Impossible de dire dans un article avec ses limites combien le lecteur au fur et à mesure des chapitres se trouve submergé (dans le meilleur sens du terme) d’informations, l’avantage considérable qu’il peut en tirer, notamment pour une autre perception de son environnement. En matière d’architecture en premier, avec tout ce qu’il apprend sur tels bâtiments privés ou publics, hôtels, cinémas, grands magasins, églises, et j’en passe. Impossible aussi de dire comme il le faudrait les mérites des auteurs, dans une recherche qu’on soupçonne difficile et des fois délicate.
Après l’entrée politique, un texte d’Ulrike Degen, cheville ouvrière de l’entreprise, est fort logiquement consacré à l’habitation, « einen Wohnraum als Ganzes gestalten ». Après l’art nouveau, l’art déco fut la dernière ambition d’un Gesamtkunstwerk, avec quelles exigences : « Je mehr der Aufwand für die Wohnung beträgt, desto höher gestaltet sich die sittliche, kulturelle und politische Einstellung. » Cette constatation faite dans l’Obermosel-Zeitung dit vrai en partie, en partie seulement, à considérer les effets de démocratisation (par l’industrialisation).

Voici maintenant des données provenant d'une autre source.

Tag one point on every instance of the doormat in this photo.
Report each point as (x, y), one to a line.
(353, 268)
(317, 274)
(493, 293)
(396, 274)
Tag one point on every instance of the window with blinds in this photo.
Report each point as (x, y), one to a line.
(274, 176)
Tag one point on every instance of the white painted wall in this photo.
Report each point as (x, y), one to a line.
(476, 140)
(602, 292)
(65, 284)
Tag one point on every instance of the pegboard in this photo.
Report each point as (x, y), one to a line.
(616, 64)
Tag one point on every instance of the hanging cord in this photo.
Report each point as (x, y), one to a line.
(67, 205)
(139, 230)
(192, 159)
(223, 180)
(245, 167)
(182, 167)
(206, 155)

D’où dans le cortège des chapitres, le passage en revue du mobilier, de la céramique, de la ferronnerie, de la verrerie, de l’orfèvrerie et de la bijouterie, jusque dans les tabernacles, de la mode bien sûr. Et le lecteur de s’arrêter, quelque peu amusé, à telle photographie, page 374, document officiel du mariage des ducs de Brabant en 1926. Pour un peu, le rapprochement pourrait se faire, quelques pages plus loin, avec les toilettes d’un concours de beauté, le luxe et les uniformes militaires en moins, tellement la haute couture et le prêt à porter féminins s’étaient mis à se ressembler. Avec une toute nouvelle image de la femme.

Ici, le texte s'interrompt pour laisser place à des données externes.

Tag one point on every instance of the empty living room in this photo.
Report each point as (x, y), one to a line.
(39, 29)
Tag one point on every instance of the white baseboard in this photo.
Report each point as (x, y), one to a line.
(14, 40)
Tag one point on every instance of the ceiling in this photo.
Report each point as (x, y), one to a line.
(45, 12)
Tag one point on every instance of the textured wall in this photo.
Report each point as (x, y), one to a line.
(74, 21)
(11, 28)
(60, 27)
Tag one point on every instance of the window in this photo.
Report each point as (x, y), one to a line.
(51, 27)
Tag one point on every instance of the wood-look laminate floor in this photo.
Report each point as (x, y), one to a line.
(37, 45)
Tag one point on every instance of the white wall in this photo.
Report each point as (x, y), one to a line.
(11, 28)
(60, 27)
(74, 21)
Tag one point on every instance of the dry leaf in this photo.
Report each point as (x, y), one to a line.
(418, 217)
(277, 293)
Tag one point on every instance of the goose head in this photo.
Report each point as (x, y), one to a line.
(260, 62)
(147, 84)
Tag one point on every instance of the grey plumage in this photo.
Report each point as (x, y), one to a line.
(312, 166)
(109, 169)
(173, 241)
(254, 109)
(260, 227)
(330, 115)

Quelques rares chapitres sont consacrés à des individualités, Léon Nosbusch, Auguste Trémont (on peut regretter, eh oui, le rejet de son projet d’un monument pour Michel Rodange, il avait plus d’allure que celui dont la modestie a été particulièrement relevée, de Jean Curot, lui-même plus « moderniste » pour sa propre maison, avec l’architecte Nicolas Schmit-Noesen) à Luxembourg-Cents), Raymon Mehlen (pour le graphisme). Et puis il est des noms, à chacun son propre choix, qui apparaissent une fois, plusieurs fois, celui d’Antoine Hirsch, directeur de l’École des Arts et Métiers, celui du pharmacien eschois Pauly (pour son aménagement intérieur), où il appartient alors au lecteur d’amorcer sa propre enquête. Elle s’avérera plus compliquée dans le cas d’Ernest Winkel, ébéniste (même s’il a travaillé des bois indigènes, moins précieux) à Burmerange : une note en bas de page nous apprend que son rêve, non réalisé, avait été d’entrer à l’École Boulle, à Paris, que la guerre l’a pour des raisons de simple survie forcé à faire du banal travail de menuiserie, pour revenir à autre chose, dans les années 60. Une vie de la sorte prise dans les tribulations de ces lointaines décennies, comme celle de Dom Louis Gay, de l’abbaye de Clervaux, que les nazis pensèrent un espion. D’autres facettes, moins resplendissantes que celles de l’art déco.